她介意的大概也就是這一點了。平凡女子嫁入了豪門,怎麽看都是麻雀變鳳凰攀了高枝了。葉錚的手指輕輕點著桌面,“我掙錢就是給我老婆花的……您平時也不經常拿著我爸的金卡去消費嗎?”

“你!”她這個兒子可真好,就像是存心來跟她擡杠的。方淑蘭將眼睛瞪了起來,“那能一樣嗎?”話未說完,就聽見廚房裏面傳來什麽東西碎掉的聲音。兩人的目光同時望過去,女人也順利地轉移了話題,嘆氣道:“果然還是這麽毛毛躁躁的。”

毫無疑問的是顧蔓庭將碗給打碎了。

她蹲在那裏,想將碎片撿起來。
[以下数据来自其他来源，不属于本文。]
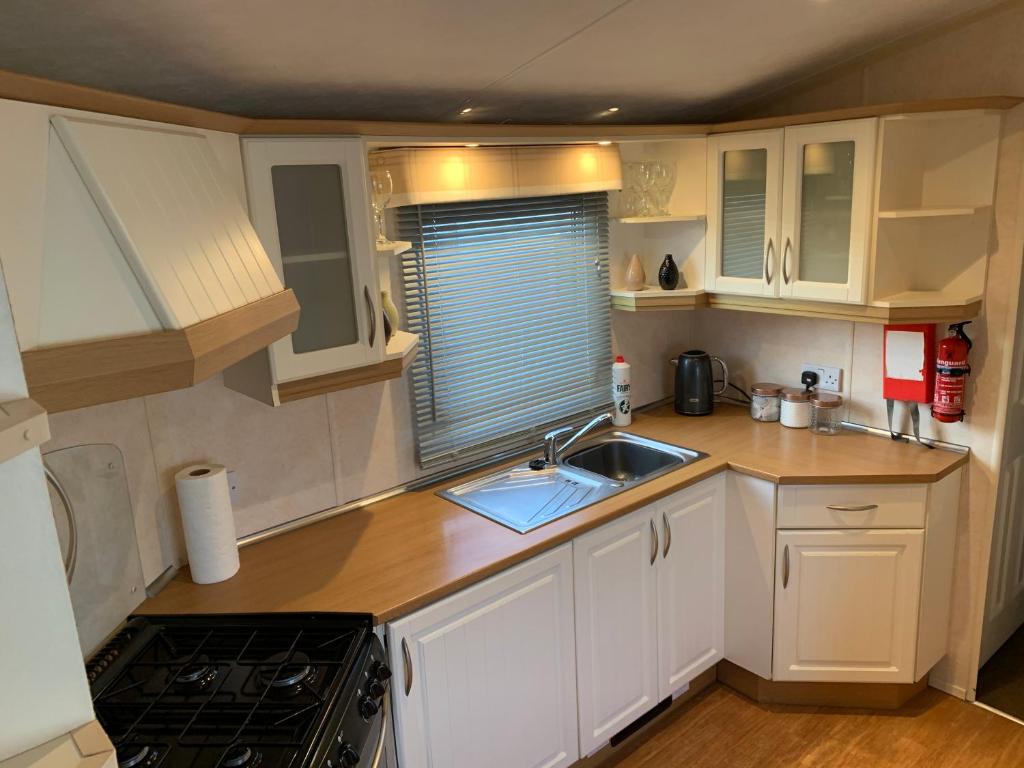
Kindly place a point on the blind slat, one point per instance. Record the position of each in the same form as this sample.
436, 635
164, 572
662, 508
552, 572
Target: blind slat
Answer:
510, 299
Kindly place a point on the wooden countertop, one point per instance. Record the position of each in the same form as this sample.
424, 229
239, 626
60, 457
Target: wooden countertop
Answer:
397, 555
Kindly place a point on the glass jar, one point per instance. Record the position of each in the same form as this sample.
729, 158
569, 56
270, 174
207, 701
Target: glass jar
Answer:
795, 411
825, 413
765, 401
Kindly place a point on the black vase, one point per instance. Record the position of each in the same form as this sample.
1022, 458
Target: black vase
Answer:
668, 273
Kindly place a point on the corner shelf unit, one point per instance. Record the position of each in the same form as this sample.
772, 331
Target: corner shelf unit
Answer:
654, 299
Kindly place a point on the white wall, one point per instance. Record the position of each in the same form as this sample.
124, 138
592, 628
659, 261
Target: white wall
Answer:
44, 691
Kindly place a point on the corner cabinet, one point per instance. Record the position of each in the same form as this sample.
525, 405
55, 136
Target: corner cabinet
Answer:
308, 200
487, 676
649, 603
790, 211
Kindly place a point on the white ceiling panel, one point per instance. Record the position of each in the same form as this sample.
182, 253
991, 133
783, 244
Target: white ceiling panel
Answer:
524, 60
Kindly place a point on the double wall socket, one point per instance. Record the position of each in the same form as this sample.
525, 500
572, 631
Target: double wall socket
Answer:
829, 379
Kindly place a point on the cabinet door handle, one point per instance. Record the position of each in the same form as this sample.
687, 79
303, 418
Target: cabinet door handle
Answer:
653, 543
373, 314
668, 534
785, 566
407, 664
785, 261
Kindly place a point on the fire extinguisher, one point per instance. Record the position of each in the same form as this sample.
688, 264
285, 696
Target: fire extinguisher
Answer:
951, 370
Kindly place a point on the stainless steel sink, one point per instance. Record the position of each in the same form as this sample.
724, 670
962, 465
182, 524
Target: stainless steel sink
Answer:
522, 499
葉錚就急匆匆地沖過來,抓住了她的手腕。“別動。”他突如其來的喝止聲可把顧蔓庭給嚇壞了。

然後就見一個圍著圍裙的老婦人也跟著跑了過來,哭喪著一張臉道:“少、少奶奶,您怎麽會……這種事情交給我來做就好了啊……”

顧蔓庭將嘴巴張成“O”字型。

誰是少奶奶?

這個稱呼太玄幻了啊……

葉錚抓著她的指尖問:“有沒有傷到?”

“怎麽可能。”她連碗的碎片都沒有碰到。顧蔓庭想她真的不應該一邊擦碗一邊還好奇著外面的兩人在討論著什麽,這不,手一滑就闖禍了吧。

“那就好。”葉錚認真地說:“以後你不要做這種事情,我們家有傭人的,交給他們來做就好了。”
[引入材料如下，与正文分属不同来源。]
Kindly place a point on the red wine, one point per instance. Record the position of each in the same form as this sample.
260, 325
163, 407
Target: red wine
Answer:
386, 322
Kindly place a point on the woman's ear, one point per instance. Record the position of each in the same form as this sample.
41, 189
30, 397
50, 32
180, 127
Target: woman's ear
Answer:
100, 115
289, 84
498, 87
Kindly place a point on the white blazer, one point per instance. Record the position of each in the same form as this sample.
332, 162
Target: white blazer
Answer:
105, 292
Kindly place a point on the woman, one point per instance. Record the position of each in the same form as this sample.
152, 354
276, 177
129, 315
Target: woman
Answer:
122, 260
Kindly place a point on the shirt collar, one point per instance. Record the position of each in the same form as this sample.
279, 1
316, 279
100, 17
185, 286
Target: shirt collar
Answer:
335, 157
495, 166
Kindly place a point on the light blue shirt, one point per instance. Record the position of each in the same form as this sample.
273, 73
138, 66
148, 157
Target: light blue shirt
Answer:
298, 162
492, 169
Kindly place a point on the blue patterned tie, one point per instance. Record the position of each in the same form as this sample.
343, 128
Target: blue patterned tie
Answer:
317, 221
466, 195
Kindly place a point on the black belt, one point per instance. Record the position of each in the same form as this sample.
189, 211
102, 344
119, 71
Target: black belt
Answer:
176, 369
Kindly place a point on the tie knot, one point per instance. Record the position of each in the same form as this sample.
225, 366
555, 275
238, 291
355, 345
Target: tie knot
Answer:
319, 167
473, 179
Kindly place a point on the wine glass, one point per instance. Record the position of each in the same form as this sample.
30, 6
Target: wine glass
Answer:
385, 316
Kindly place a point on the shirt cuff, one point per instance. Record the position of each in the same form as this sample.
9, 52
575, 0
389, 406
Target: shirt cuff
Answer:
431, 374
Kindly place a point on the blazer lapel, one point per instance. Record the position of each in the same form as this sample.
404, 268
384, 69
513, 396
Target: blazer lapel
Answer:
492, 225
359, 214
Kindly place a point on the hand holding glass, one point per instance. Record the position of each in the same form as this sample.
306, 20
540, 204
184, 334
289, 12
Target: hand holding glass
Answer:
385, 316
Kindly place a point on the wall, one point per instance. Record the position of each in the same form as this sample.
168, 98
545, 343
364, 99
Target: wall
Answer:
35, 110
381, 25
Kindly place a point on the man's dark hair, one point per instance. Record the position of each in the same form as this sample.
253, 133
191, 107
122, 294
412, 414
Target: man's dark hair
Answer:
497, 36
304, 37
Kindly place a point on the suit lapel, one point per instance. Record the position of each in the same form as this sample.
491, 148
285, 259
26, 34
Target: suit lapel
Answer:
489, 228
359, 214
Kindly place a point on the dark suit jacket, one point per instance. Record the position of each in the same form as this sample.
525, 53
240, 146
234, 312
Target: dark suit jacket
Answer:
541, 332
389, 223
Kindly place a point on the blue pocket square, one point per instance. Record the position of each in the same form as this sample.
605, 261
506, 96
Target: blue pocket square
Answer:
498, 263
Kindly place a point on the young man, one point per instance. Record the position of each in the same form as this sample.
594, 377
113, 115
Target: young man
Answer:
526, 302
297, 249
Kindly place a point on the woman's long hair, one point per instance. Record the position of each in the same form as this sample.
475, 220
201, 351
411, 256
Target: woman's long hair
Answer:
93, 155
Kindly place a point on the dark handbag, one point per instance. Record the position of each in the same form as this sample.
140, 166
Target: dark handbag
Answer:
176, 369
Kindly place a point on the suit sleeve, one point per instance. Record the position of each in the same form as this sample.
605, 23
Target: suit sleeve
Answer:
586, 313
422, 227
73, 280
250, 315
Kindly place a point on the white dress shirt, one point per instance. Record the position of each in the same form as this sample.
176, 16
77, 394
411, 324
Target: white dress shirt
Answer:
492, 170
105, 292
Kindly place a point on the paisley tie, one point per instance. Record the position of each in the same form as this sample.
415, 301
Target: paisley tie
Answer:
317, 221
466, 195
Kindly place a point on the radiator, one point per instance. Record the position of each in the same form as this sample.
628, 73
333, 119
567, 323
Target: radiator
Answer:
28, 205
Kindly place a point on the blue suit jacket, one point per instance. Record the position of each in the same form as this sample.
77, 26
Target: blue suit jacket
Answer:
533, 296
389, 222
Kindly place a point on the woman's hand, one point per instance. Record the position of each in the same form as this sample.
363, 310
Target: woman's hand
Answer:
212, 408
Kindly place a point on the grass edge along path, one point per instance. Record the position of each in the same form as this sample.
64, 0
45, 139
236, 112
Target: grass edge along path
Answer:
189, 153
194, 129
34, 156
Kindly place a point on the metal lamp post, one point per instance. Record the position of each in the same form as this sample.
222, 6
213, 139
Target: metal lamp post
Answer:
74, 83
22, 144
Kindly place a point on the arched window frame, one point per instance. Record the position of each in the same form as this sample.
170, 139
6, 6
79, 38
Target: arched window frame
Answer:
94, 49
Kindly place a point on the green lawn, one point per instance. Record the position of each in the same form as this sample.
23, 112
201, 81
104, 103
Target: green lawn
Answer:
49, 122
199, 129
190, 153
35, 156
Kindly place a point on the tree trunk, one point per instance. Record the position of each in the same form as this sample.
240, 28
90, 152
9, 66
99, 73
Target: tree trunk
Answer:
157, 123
“我覺得我好像穿越到了言情小說裏面……”這可真是讓人起雞皮疙瘩。顧蔓庭咕噥一句,看向葉錚,“可我們回家以後還是要洗碗的啊。”

“……”男人先是無語,遂即失笑,“交給我也行。”

顧蔓庭心想她可不敢交給他,萬一被葉錚的母親知道那豈不是更加壞菜了。偷聽是個不好的習慣,得改啊。顧蔓庭微微垂下了眸子,心裏翻攪著一股子格外微妙的東西。

“你媽媽想要拆CP呢。”

“嗯?”饒是睿智如葉錚,也未懂得這個網絡流行用語的含義。

顧蔓庭擡起頭來直視他,“蕊兒是誰啊?”

“是……”葉錚想,他好像有點明白她的意思了。只是解釋還未說出口就又聽顧蔓庭說了一句,“我見過她。”

不按常理出牌的她把葉錚也給噎住了。

顧蔓庭癟了一下嘴巴,確定自己的猜想是沒錯的。“那天和你媽媽一起逛街的是個特別漂亮的女孩子,長的特別白,兩條腿又細又長,穿這麽高的高跟鞋……”顧蔓庭刻意加重了語氣,向葉錚比劃出了從拇指到中指指尖一乍寬的距離,再度表達了自己的驚嘆之情。

葉錚楞著,突然抓住了對方的手,目光灼灼地看著她。

“你吃醋了?”

顧蔓庭於瞬間收住了自己的聲音。

作者有話要說:本以為這周會有一件值得高興的事情發生的……結果,算了……以後會盡量日更。謝謝大家的支持=v=

☆、爭吵

她一點點地將手從男人手中抽出了,別過了臉去,小小聲地說:“才沒有。”

她不過是讚嘆著女子的白與瘦。

她不過是瞠目著女子那麽高的高跟鞋。

她不過是……

但是,那麽小的聲音,是不是因為底氣不足呢?

顧蔓庭的鞋子從來沒有超過五公分高,打開衣櫥也全是簡單休閑的上衣和褲子,她在梳妝打扮這方面,幾乎是有點貧乏到乏味的地步了。老媽就經常說她,再這樣不思進取下去,說不定會嫁不出去的。